Havelange, a 98-year-old former Olympian who headed FIFA from 1974 to 1998, responded well to treatment and was cleared by his doctors Tuesday afternoon, said the spokeswoman at Samaritano hospital.
Havelange spent two months in the same hospital in 2012 with a serious ankle infection and heart and respiratory problems.
The news came as Brazil geared up for the opening match of the World Cup Thursday in Sao Paulo.
Havelange, who competed for Brazil as a swimmer at the 1936 Berlin Olympics and in water polo at Helsinki in 1952, played a key role in modernizing football administration and making the sport a lucrative industry.
He was an influential member of the Rio bid team that won the right to stage the 2016 Olympics, the first to be staged in South America.

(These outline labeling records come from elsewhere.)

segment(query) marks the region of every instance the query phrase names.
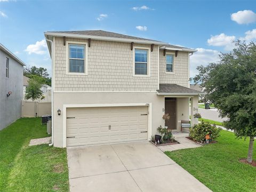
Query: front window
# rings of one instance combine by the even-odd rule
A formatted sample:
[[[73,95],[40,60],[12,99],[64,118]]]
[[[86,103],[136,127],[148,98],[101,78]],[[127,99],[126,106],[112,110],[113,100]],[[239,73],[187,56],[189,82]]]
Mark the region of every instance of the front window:
[[[5,68],[5,76],[9,77],[9,58],[6,58],[6,66]]]
[[[84,45],[69,45],[69,72],[85,73],[85,51]]]
[[[173,55],[166,54],[166,72],[173,72]]]
[[[148,51],[135,49],[135,75],[147,75]]]

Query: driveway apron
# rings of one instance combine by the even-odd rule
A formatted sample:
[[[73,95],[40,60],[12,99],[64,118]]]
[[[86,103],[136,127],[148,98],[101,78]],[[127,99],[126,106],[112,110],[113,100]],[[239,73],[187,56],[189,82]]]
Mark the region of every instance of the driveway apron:
[[[211,191],[148,141],[67,149],[70,191]]]

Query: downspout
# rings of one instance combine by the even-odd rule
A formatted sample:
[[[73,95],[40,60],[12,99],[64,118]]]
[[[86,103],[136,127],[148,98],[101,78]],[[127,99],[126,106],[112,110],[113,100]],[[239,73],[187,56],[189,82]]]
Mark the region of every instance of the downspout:
[[[52,45],[51,49],[51,59],[52,59],[52,80],[51,80],[51,83],[52,83],[52,95],[51,95],[51,108],[52,108],[52,142],[51,143],[49,144],[49,146],[51,146],[53,145],[53,134],[54,134],[54,131],[53,131],[53,76],[52,75],[53,74],[53,42],[52,40],[48,39],[47,37],[46,37],[46,39],[47,41],[51,42],[51,44]]]

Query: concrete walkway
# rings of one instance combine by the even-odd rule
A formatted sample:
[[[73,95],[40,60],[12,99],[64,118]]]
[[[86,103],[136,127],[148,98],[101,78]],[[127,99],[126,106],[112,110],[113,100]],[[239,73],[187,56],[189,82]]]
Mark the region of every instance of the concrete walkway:
[[[147,141],[67,151],[70,191],[211,191]]]

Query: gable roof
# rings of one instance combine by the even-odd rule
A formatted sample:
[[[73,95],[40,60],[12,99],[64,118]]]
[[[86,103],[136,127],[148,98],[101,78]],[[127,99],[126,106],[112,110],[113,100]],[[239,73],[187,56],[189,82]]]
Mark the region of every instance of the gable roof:
[[[156,90],[159,95],[198,95],[204,94],[201,91],[194,90],[175,84],[160,84],[159,89]]]
[[[146,40],[146,41],[154,41],[160,42],[158,41],[149,39],[144,38],[132,36],[130,35],[123,35],[116,33],[106,31],[102,30],[81,30],[81,31],[49,31],[50,33],[64,33],[67,34],[76,34],[76,35],[92,35],[101,37],[116,37],[122,38],[130,39],[137,39],[137,40]]]
[[[123,35],[116,33],[106,31],[102,30],[81,30],[81,31],[46,31],[44,35],[47,36],[67,37],[81,38],[91,38],[93,39],[123,42],[127,43],[137,43],[142,44],[155,44],[156,45],[164,45],[164,43],[159,41]]]
[[[44,33],[46,39],[50,37],[67,37],[78,38],[91,38],[92,39],[122,42],[126,43],[137,43],[141,44],[154,44],[161,46],[160,49],[166,49],[173,51],[186,51],[190,53],[196,52],[197,50],[190,48],[173,45],[159,41],[135,37],[130,35],[106,31],[102,30],[90,30],[79,31],[46,31]],[[47,42],[49,51],[51,52]]]
[[[23,66],[26,66],[26,64],[24,62],[21,61],[17,56],[12,53],[8,49],[5,47],[2,44],[0,43],[0,50],[4,52],[5,53],[8,54],[12,59],[17,61],[21,65]]]
[[[202,87],[201,85],[199,84],[190,84],[190,89],[199,91],[203,90],[203,87]]]
[[[195,50],[194,49],[187,48],[187,47],[185,47],[177,46],[177,45],[173,45],[169,44],[167,45],[164,45],[161,46],[159,49],[162,50],[166,49],[167,50],[186,51],[186,52],[189,52],[190,53],[194,53],[197,51],[197,50]]]

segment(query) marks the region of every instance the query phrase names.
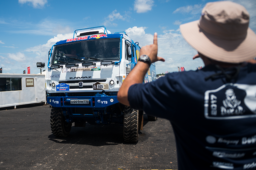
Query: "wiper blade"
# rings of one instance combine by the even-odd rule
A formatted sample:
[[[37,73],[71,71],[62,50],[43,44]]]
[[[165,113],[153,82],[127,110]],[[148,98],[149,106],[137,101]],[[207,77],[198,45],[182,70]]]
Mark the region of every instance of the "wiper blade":
[[[73,59],[75,60],[76,60],[77,61],[81,61],[83,63],[85,63],[85,62],[84,61],[82,60],[80,60],[80,59],[78,59],[76,58],[71,58],[71,59]]]
[[[59,63],[64,63],[65,64],[68,64],[68,63],[67,63],[66,62],[61,61],[60,60],[57,60],[57,61]]]
[[[92,57],[84,57],[85,58],[90,58],[90,59],[92,59],[92,60],[97,60],[97,61],[103,61],[103,60],[100,60],[100,59],[98,59],[98,58],[92,58]]]

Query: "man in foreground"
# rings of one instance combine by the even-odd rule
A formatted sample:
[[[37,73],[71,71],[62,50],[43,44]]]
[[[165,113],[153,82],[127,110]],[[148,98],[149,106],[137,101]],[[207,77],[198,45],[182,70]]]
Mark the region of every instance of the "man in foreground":
[[[164,61],[155,33],[118,92],[121,103],[170,120],[179,170],[256,169],[256,35],[249,20],[241,5],[208,3],[200,20],[180,27],[204,68],[142,84],[150,63]]]

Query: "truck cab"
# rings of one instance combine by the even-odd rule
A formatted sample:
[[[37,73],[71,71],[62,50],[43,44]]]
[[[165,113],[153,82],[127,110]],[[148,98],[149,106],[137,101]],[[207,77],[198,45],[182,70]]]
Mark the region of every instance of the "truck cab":
[[[115,123],[123,125],[125,141],[136,142],[140,112],[119,103],[117,95],[140,49],[125,32],[112,34],[104,26],[76,30],[72,38],[52,46],[46,85],[53,134],[67,136],[73,122]],[[154,63],[149,73],[147,81],[156,79]]]

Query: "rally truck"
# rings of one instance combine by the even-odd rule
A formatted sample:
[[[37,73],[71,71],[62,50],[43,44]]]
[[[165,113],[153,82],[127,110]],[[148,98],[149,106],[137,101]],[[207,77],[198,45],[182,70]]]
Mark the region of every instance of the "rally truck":
[[[53,134],[67,136],[73,123],[78,127],[117,123],[123,126],[125,142],[137,142],[143,111],[121,104],[117,95],[140,49],[125,32],[112,34],[104,26],[76,30],[73,38],[52,46],[46,86]],[[144,81],[155,79],[153,63]]]

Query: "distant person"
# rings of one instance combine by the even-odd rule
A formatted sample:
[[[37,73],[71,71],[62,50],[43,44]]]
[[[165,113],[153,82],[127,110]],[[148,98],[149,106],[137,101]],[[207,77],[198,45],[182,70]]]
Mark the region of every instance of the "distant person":
[[[120,102],[170,120],[179,170],[256,169],[256,35],[249,18],[235,3],[207,3],[199,20],[180,26],[204,68],[142,84],[151,63],[164,61],[156,33],[122,85]]]

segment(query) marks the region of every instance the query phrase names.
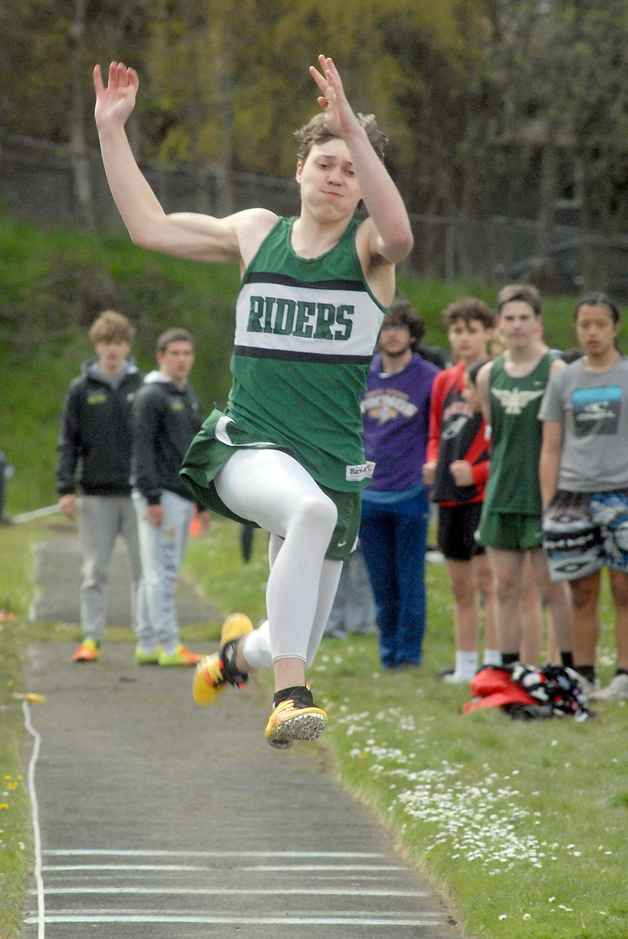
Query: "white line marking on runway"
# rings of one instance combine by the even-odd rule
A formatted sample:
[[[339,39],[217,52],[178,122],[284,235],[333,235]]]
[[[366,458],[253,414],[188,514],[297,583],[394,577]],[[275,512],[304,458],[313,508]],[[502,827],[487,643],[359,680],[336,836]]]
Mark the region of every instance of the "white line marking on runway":
[[[375,865],[348,865],[348,864],[258,864],[254,868],[237,868],[238,870],[262,870],[262,871],[277,871],[277,870],[299,870],[299,871],[310,871],[310,870],[356,870],[360,873],[362,870],[405,870],[406,868],[395,868],[391,864],[387,864],[386,866],[375,867]]]
[[[366,851],[130,851],[126,848],[52,848],[44,854],[85,856],[119,854],[120,857],[384,857]]]
[[[33,752],[28,763],[28,794],[31,800],[31,815],[33,823],[33,851],[35,854],[35,883],[37,884],[38,898],[38,916],[35,922],[38,924],[38,939],[44,939],[45,935],[45,907],[43,901],[43,880],[41,878],[41,834],[39,831],[39,807],[35,790],[35,766],[37,765],[41,746],[41,736],[31,723],[30,708],[27,700],[22,701],[22,710],[24,715],[24,727],[34,740]]]
[[[45,864],[42,870],[207,870],[191,864]]]
[[[36,891],[33,890],[33,893]],[[46,894],[65,896],[66,894],[157,894],[158,896],[191,895],[199,897],[266,897],[276,895],[277,888],[272,887],[268,890],[249,890],[231,887],[205,888],[205,887],[151,887],[151,886],[49,886],[46,887]],[[282,896],[291,897],[426,897],[424,890],[343,890],[338,887],[330,887],[329,890],[313,890],[311,887],[303,887],[302,890],[294,888],[285,889],[282,887]]]
[[[423,914],[425,916],[425,914]],[[24,920],[30,926],[37,917]],[[375,918],[354,916],[46,916],[47,923],[202,923],[219,926],[434,926],[434,919]]]
[[[194,867],[191,864],[46,864],[42,870],[215,870],[216,868]],[[234,870],[256,870],[266,873],[267,871],[276,872],[278,870],[290,870],[292,872],[326,870],[335,873],[339,870],[352,870],[356,873],[372,870],[405,870],[406,868],[393,867],[392,865],[357,865],[357,864],[302,864],[302,865],[265,865],[259,864],[252,868],[234,868]]]

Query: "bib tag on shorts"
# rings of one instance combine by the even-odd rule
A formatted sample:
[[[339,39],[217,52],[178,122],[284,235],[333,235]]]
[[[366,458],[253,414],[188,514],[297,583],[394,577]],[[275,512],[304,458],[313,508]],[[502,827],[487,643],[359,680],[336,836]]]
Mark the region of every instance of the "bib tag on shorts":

But his later career was overshadowed by corruption allegations.
In December 2011, he resigned from the International Olympic Committee, where he had been a member since 1963, shortly before he was to face an ethics inquiry.
He was investigated over the collapse of FIFA's former sports marketing agency ISL, which went bankrupt in 2001 with debts of some $300 million. He was accused of receiving money from the agency for granting lucrative World Cup broadcasting contracts.
FIFA's ethics committee found that Havelange received at least $1 million in "commissions."
His former son-in-law, Ricardo Teixeira, 64, stood down as head of the Brazilian Football Confederation (CBF) in 2012, also amid corruption allegations.
Havelange was succeeded at FIFA by current president Sepp Blatter, who had served as his secretary general.